Your Treatment and Support Options
There's no single right answer; good menopause care is matched to your symptoms, health history and preferences.
| Option | What it involves | Good to know |
|---|---|---|
| Option:MHT (hormone therapy) | What it involves:Prescription oestrogen ± progesterone, as gels, patches, tablets or capsules | Good to know:The most effective treatment for hot flushes and night sweats; also protects bone. Now far more affordable on the PBS. Not suitable for everyone — a doctor assesses your individual risk |
| Option:Non-hormonal prescriptions | What it involves:Certain medications that reduce flushes or support mood/sleep | Good to know:An option when MHT isn't suitable or preferred |
| Option:Lifestyle foundations | What it involves:Strength training, sleep routines, limiting alcohol, a nutrient-rich diet | Good to know:Meaningfully improves symptoms and protects bone, heart and metabolic health — works best alongside other care, not as a fob-off |
| Option:Allied health & mental health support | What it involves:Psychology, pelvic health physio, dietitian input | Good to know:Valuable for mood, urinary and pelvic symptoms, and weight changes |
Two honest caveats. First, MHT involves an individualised risk–benefit discussion — your history (including breast cancer, clots and cardiovascular risk) genuinely matters, which is why this is a proper medical conversation, not a checkout decision. Second, be wary of expensive "hormone balancing" supplements and compounded hormone regimes marketed online; the evidence-based options above are where to start. Strength training deserves special mention for protecting muscle and bone through this transition.
How to Prepare for a Menopause Consultation
You'll get far more from an assessment with a little preparation:
- Keep a two-week symptom diary — symptoms, timing, severity, and effect on work, sleep and relationships. Patterns are diagnostic gold.
- Note your cycle history — changes in regularity, flow and timing over the past year.
- List your health history — especially blood clots, breast cancer (personal or family), migraines and heart disease, since these shape treatment options.
- Write your top three questions. For example: Are my symptoms consistent with perimenopause? Am I a candidate for MHT? What should we check for my bone and heart health?
- Ask about the Medicare menopause health assessment if a structured review hasn't been offered.
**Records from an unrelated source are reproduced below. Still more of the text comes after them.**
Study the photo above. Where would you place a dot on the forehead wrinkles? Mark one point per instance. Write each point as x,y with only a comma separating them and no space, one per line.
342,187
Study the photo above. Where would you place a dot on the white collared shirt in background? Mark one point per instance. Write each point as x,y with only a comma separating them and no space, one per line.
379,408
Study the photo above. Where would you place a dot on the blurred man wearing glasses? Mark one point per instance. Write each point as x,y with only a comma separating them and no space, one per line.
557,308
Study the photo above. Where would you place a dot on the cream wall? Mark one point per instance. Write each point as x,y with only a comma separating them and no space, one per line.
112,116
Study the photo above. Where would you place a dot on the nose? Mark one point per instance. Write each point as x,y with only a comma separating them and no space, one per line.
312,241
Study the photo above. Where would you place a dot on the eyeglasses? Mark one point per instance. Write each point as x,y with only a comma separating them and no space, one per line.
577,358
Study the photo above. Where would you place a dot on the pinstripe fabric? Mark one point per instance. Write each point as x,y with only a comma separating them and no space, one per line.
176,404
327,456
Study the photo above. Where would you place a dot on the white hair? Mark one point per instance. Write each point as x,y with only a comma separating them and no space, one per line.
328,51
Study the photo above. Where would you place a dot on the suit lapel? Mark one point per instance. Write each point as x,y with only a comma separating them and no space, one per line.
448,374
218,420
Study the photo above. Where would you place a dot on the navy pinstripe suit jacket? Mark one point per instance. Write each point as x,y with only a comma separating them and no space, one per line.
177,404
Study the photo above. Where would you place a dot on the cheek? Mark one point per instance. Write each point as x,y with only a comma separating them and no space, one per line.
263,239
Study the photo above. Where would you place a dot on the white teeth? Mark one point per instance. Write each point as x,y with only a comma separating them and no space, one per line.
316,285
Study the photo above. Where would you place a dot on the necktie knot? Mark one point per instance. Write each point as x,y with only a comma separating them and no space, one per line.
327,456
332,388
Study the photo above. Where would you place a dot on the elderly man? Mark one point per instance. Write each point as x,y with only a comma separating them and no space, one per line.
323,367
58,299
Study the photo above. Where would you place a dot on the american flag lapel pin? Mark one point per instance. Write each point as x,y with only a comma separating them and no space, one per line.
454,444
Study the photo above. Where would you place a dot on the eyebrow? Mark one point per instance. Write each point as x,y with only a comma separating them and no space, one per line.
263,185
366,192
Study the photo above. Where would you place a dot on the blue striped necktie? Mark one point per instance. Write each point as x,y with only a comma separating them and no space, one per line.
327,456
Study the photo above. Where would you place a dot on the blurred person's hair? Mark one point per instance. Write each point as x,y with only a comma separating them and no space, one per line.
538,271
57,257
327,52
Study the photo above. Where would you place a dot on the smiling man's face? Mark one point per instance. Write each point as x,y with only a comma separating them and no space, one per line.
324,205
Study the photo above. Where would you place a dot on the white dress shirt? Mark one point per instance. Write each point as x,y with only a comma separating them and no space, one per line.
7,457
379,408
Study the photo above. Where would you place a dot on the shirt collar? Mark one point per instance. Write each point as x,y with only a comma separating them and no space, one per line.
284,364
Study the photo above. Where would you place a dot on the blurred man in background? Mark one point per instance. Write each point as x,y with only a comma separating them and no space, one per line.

And a firm word: if you feel dismissed — told it's "just stress" or to "come back when your periods stop" — you are entitled to a second opinion. Menopause care in Australia has improved precisely because women stopped accepting that answer.
When to Seek Help Sooner
Some situations shouldn't wait for a routine review:
- Menopause symptoms before 45 (early menopause) or before 40 (premature ovarian insufficiency) — these need proper assessment and usually treatment, for long-term bone and heart protection
- Very heavy, prolonged or post-menopausal bleeding — always investigate; never assume it's "just hormones"
- Significant mood deterioration — perimenopause can seriously amplify anxiety and depression, and effective help exists.